Nach dem Festival ist vor dem Festival: Nach dem äußerst erfolgreichen Theaterfestival ¡Adelante! steuern wir geradewegs auf den Heidelberger Stückemarkt zu, der zwischen 28. April und 07. Mai stattfindet. Das Gastland in diesem Jahr ist die Ukraine. Das genaue Programm sowie die Karten erhalten Sie ab dem 04. März an der Theaterkasse und über unsere Homepage. Im März feiern wir gleich 4 Premieren in 4 unterschiedlichen Sparten sowie eine Wiederaufnahme. Starten Sie mit uns in einen spannenden Theater-Frühling!

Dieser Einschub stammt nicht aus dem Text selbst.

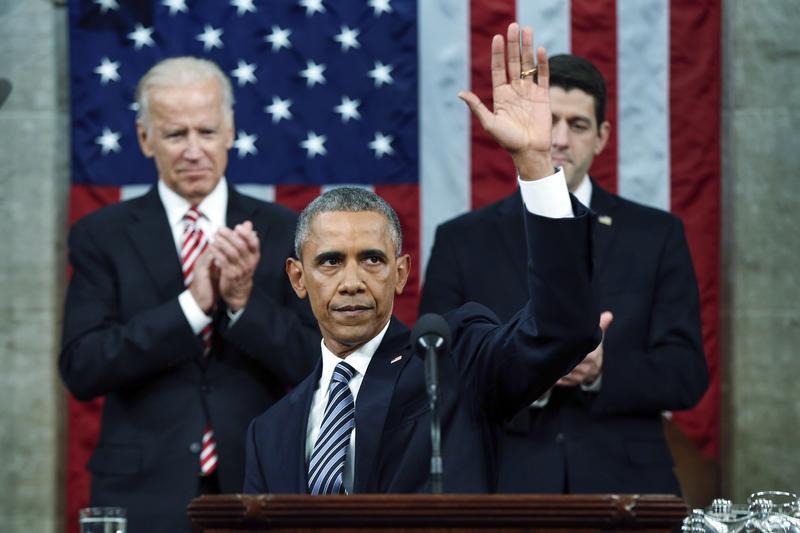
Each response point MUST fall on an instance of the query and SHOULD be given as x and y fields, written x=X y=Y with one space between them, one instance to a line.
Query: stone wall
x=761 y=247
x=34 y=179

Probenfoto: Annemone Taake

Kunterbunter Märchenwald

Am 04. März feiert die beliebte Shakespearekomödie Ein Sommernachtstraum im Marguerre-Saal ihre Premiere. Herzog Theseus rüstet zur Hochzeit mit der besiegten Amazonenkönigin Hippolyta. Auf einer Lichtung proben zu diesem Anlass Handwerker »die höchst beklagenswerte Komödie von Pyramus und Thisbe«. Zerstrittene Liebespaare fliehen in den Wald. Dort entfaltet sich die außermenschliche Zauberwelt der Naturgeister. Eifersüchtiger Streit herrscht zwischen dem Elfenkönig Oberon und seiner Gemahlin Titania. Um diese zu bestrafen, lässt Oberon den Kobold Puck eine Wunderblume bringen, durch deren Kraft Titania sich beim Erwachen in die erstbeste Kreatur verlieben muss. Die Nacht lockt ihre eigenen Geschöpfe hervor, lässt die dunkle Seite der Liebe aufscheinen und auch den Ort der Handlung plötzlich ganz anders aussehen, ungebändigt und wild wuchernd. Der neue Tag hingegen macht, was nachtsüber aus den Fugen geriet, wieder vergessen. Oder war alles bloß ein Traum?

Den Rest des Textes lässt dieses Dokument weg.